Saturday, August 1, 2015

Dvar Torah for Vaetchanan - A Need for a New Set of Commandments

If you had asked me earlier in the week to tell you what I would be talking about this Shabbat, I guarantee that it would not have been what I am going to talk about.

I would not have awoken one morning to see the picture of a smiling dentist next to the dead beloved endangered and protected which was lured out a nature preserve so that he could shoot it and claim it legal. He paid $55,000 for the opportunity to kill Cecil, Africa’s most famous lion and a national symbol of the people of Zimbabwe.

I would not have seen pictures and video of the Israel Defense Forces who were evacuating a settlement deemed illegal by the Israeli Supreme Court be accused of aiding the Nazis.

I would not have seen postings about stabbings by a religious zealot at the Gay Pride Parade in Jerusalem, thought they were talking about events of a decade ago, and then realized that not only did it happen again, but that the same hate filled religious zealot had done it again after being released from prison three weeks earlier.

I would not regularly be hearing accusations that people who advocate for the Iran Deal, which attempts to stop Iran from acquiring a nuclear weapon which it could use to threaten genocide against Israel, are in fact working to hasten that result by so trying.

I would not have conversed with Reform Rabbi colleagues of mine made so uncomfortable by the nature of the advocacy in support of the Iran Deal that they find themselves believing, as unfortunately do I, that antisemitism is now fair to use as long as you don’t use the words, “Israel, Jewish national organizations, Lobbying, Money, Lies and War” together in one sentence, but using them over and over in connected sentences seems to be fine even for our national leaders in press conferences with Jewish advocates!

I would not have had a conversation with an African American childhood friend who was vigorously arguing that I shouldn’t call the Holocaust “the greatest evil” because he felt it important that I recognize that American slavery was. The Holocaust was my people’s evil.

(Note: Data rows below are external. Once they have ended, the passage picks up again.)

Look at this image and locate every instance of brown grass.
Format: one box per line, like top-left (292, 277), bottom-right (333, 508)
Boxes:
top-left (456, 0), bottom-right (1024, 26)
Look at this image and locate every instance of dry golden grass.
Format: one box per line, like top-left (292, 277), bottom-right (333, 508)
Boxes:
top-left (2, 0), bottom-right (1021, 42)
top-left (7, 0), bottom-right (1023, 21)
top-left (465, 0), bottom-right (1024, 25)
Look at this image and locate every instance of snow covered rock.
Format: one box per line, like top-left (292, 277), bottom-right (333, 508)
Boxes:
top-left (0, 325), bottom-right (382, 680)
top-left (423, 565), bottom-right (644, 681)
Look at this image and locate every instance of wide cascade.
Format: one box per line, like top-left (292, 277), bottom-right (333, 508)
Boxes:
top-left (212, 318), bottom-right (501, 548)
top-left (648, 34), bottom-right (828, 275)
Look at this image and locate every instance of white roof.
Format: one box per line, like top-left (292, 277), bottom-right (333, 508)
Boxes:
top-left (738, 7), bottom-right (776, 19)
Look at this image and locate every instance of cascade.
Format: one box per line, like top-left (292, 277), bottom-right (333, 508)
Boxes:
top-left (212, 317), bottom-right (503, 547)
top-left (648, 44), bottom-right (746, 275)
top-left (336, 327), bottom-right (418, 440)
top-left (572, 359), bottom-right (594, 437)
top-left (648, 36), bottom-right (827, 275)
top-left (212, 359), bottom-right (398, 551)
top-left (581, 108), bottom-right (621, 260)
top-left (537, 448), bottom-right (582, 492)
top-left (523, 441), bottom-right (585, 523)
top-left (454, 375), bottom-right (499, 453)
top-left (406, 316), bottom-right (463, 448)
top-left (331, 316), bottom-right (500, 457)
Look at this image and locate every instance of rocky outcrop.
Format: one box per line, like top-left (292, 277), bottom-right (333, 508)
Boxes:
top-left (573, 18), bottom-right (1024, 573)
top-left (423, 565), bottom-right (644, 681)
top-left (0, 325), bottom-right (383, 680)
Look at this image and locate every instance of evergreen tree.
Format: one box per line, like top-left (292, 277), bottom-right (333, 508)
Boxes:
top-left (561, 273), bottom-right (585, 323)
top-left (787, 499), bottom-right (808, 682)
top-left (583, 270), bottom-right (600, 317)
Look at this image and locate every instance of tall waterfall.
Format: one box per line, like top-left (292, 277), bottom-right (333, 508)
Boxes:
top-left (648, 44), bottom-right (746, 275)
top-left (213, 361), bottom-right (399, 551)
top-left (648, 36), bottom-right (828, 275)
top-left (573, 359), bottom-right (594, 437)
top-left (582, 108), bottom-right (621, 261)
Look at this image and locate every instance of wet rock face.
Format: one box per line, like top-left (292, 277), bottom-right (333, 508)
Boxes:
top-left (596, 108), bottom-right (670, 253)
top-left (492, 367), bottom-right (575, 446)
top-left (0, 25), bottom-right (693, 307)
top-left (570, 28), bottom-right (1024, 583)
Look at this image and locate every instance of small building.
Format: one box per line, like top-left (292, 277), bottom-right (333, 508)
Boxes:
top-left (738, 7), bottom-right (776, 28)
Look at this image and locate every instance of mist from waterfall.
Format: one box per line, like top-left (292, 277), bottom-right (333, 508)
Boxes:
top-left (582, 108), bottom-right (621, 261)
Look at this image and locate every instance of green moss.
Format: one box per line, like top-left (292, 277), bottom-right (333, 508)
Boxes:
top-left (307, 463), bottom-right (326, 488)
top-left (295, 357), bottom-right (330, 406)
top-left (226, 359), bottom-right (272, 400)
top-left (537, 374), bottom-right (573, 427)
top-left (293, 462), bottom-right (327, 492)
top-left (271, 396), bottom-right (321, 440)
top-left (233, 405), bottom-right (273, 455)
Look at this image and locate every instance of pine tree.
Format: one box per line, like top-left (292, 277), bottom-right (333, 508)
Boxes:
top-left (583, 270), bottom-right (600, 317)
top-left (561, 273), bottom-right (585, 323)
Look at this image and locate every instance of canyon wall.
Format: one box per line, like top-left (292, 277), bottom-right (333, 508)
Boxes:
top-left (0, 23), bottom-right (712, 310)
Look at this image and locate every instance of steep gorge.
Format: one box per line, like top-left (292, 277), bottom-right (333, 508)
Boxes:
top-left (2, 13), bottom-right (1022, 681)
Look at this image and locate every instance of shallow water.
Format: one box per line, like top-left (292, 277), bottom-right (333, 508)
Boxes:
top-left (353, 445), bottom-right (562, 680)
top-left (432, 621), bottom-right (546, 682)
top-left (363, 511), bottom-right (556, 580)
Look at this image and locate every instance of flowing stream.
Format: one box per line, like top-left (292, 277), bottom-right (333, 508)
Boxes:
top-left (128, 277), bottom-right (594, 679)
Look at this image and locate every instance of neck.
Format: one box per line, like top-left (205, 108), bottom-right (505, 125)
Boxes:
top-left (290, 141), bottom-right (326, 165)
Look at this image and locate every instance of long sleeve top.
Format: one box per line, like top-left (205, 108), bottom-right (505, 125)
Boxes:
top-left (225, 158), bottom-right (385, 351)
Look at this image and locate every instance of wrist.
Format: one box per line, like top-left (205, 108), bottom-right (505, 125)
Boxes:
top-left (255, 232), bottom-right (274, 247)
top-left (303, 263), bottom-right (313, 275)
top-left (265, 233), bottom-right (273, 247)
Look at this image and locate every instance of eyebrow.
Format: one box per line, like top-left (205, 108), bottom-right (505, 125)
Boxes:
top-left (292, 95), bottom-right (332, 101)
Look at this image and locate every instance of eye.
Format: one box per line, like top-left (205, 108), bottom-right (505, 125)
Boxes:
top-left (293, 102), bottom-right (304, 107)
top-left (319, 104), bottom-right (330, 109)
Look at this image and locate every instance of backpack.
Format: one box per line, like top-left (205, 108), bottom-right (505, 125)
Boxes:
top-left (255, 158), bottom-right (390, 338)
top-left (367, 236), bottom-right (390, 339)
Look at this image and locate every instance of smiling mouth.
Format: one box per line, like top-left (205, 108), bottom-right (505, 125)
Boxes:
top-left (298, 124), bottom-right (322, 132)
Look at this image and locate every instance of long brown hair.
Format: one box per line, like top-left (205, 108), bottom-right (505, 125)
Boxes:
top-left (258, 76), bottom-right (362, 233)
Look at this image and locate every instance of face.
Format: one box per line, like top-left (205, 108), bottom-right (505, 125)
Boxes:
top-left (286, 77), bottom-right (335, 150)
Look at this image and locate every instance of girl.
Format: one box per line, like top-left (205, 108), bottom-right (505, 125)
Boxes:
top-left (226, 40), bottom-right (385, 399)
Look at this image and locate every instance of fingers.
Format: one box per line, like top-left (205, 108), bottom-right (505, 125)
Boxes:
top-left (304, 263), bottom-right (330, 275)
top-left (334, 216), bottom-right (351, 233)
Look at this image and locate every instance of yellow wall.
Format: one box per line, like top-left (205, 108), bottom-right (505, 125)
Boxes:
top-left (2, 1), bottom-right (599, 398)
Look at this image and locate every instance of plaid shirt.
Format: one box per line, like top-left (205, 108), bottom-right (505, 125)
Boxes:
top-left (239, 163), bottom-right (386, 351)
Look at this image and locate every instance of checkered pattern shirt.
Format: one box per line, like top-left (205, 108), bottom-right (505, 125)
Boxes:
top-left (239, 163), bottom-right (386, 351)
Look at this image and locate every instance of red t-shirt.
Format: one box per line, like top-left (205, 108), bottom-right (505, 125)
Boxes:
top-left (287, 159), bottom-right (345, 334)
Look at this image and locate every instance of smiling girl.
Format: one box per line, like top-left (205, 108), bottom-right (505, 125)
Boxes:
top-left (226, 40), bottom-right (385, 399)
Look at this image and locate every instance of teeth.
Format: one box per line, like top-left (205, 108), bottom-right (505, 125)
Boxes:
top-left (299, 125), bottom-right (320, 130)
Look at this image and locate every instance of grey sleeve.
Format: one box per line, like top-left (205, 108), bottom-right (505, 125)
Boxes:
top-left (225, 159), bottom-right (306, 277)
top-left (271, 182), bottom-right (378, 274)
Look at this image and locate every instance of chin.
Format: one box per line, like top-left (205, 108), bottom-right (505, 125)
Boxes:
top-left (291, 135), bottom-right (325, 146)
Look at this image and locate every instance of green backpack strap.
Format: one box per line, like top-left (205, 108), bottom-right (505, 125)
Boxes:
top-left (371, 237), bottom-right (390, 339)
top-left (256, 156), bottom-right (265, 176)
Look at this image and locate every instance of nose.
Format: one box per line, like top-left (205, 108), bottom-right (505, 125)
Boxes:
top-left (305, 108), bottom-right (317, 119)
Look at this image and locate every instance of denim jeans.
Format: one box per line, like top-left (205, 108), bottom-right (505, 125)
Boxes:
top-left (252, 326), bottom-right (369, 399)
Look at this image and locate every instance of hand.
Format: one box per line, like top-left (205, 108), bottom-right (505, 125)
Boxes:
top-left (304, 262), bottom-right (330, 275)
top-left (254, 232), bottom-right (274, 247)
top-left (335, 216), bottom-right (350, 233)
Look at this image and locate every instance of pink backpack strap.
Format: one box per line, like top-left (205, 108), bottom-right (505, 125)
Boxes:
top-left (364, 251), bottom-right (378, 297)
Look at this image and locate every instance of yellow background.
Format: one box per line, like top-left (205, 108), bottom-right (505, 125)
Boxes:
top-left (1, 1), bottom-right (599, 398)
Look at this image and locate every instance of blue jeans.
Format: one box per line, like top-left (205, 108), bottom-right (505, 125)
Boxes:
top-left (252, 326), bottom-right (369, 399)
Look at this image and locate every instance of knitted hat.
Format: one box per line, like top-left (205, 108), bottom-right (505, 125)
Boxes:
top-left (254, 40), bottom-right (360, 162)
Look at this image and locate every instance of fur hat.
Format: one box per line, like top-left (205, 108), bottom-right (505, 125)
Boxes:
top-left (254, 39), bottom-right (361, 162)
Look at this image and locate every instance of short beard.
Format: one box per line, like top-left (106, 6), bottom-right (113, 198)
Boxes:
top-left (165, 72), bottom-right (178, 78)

And I would not have awoken this morning to the news that Jewish religious terrorists set two Palestinian homes on fire, killed an 18 month old boy, Ali Dawabsha, and severely injured his four year old brother who may yet succumb to his injuries.

I should not be entering this Shabbat with its Deuteronomic Torah portion containing the second rendition of the Ten Commandments along with the Shema and V’ahavtah, instead thinking about the exhortation to do violence against sacrilege in Chapter 7 and how that may have motivated despicable actions this week.

Thou shall not murder.
Thou shall not covet, much less steal.
Thou shall not create or worship false idols.
Thou shall not make false accusations against the innocent.
Thou shall not take God’s name in vain.
                   
What has happened in our world when those respected by society and the most pious neglect even these commandments?

I am disheartened by the events this week. I am crushed by the events over night in Israel.

I am made more hopeful by some of the responses to these awful things. Yair Lapid, leader of the “There is a Future” party, Yesh Atid, and a Member of the Israeli Knesset did a wonderful job of summing up much of how I feel about recent events in Israel in response to the terror attack overnight. He said:

We’re at war: for the future, for Zionism, for our existence…and we can’t afford to lose.

And our enemy is ourselves.

We cannot afford to lose sight of our goals, nor how important it is to stand up for our beliefs.

I am merely a rabbi. I do not claim to have prophetic visions and I certainly have not been visited by God upon a mountain as the Torah tells us that Moses was. But, I think, I have a few commandments to offer that might do us some good.
  1. Thou shall remember that we are all created in the image of God, that all of us bleed red blood when we are injured, and that all of us cry, fear, laugh and hope.
  2. Thou shall not dehumanize so as to consider murder something other and lesser.
  3. Thou shall not act as if political advocacy entitles us to demonize our opponents.
  4. Thou shall not allow hatred to rule over us.
  5. Thou shall not forget that once people we certain that the world was flat.
  6. Thou shall remember that we were strangers.
  7. Thou shall remember that we were persecuted.
  8. Thou shall remember to try to understand each other and overcome self-centeredness.
  9. Thou shall remember to be compassionate.
  10. Thou shall surely remember that “there but for the grace of God” could go any one of us.


May the coming week be a week that sees Shalom return to our world and be a greater part of our lives. 

May it be a week during which we see stories that make us hopeful and remind us of what is good in our world and of the best that people can be. 

Kein yehi ratzon! May it be God’s will!